British American Tobacco was down 38p at 1,838p after it said it was seeking a secondary listing in South Africa following plans by Richemont, the Swiss luxury goods maker, and Remgro, the South African investment group, to spin of their combined 27 per cent stake in BAT. About 90 per cent the share holding will be distributed to Remgro and Richemont share holders. The remaining 10 per cent of the combined holding (which equates to 3 per cent of BAT's issued share capital) will go to Reinet, a new Luxembourg investment vehicle.

Evolution Securities said that while in the short term the news will have some technical implications for the BAT share price and would encourage some investors to switch to Imperial Tobacco, it has "no fundamental investment implications".

Royal Bank of Scotland was up 7.5p at 240.5p after posting a lower-than-expected first-half loss of £691m – its first loss as a public company. Reacting to the news, Citigroup reiterated its "buy" advice. Pali International also stuck to its advice, maintaining a "neutral" rating on the stock. "Initial reaction is that these are better than expected, with a lower loss and higher core tier 1 capital," said the broker.

Banking was generally unsettled and HBOS was down 3.25p at 331.5p, while Barclays eased back to 366.5p, down 8.5p.

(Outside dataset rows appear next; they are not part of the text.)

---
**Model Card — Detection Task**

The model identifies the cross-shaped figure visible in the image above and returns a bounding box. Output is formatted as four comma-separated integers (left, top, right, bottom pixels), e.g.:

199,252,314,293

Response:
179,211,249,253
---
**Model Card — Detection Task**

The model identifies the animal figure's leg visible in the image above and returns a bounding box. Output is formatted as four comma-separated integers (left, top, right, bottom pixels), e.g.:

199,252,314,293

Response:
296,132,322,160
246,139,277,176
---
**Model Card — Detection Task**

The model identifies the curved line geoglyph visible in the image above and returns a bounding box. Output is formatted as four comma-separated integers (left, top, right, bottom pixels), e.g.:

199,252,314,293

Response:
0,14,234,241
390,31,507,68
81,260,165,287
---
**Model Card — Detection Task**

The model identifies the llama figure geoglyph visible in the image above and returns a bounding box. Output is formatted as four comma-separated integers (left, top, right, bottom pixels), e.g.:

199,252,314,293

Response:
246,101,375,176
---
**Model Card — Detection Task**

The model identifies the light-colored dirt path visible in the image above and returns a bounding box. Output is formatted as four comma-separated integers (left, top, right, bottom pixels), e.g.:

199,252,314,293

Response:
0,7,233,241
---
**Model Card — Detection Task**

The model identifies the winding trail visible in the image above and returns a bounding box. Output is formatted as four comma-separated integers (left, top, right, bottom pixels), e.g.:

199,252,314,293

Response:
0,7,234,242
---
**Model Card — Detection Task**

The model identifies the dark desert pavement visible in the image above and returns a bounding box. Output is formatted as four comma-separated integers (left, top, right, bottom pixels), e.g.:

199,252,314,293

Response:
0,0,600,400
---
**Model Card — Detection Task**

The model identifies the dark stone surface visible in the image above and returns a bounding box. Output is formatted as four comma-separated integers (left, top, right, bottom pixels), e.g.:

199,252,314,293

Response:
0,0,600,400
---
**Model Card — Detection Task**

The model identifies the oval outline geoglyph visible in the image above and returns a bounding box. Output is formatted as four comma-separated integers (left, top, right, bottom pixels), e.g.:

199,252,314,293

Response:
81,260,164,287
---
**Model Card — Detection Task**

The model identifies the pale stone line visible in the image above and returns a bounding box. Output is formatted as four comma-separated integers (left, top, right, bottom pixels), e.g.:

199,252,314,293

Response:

The FTSE 250 was up 113.2 points at 9,201.9 as consumer-related stocks rallied. The H Samuel-owner Signet was up 7.24 per cent, 4p, at 59.25p, while pubs group Punch Taverns advanced to 3,58.75p, stronger by 7.01 per cent or 23.5p.

Goldman Sachs moved M&S supplier Northern Foods, up 8.6 per cent at 60p, to "buy" from "neutral". The broker said that while the market will need to adjust to a lower level of profitability as the consumer continues to weaken and cost inflation recovery becomes harder, "the shares offer value to investors with a longer-term perspective".

Debenhams edged lower, down 6.19 per cent, or 3.5p, at 53p, as another broker poured scorn on the recent takeover rumours. "There isn't going to be a bid ... financial/debt worries haven't gone away and trading will worsen this autumn," said Pali International's analyst Nick Bubb, downgrading the stock to "sell" from "neutral".

Among smaller companies, New Star Asset Management was down 3.75p at 100.75p after Altium Securities moved the stock to "sell" following interim results from Schroders, the FTSE 100-listed asset manager which revealed a 27 per cent drop in pre-tax profits for the first half.

"We took the statement as negative as regards the outlook for retail funds and therefore the read across for New Star," said the broker, pointing out that New Star was the most indebted company among the asset mangers under its coverage.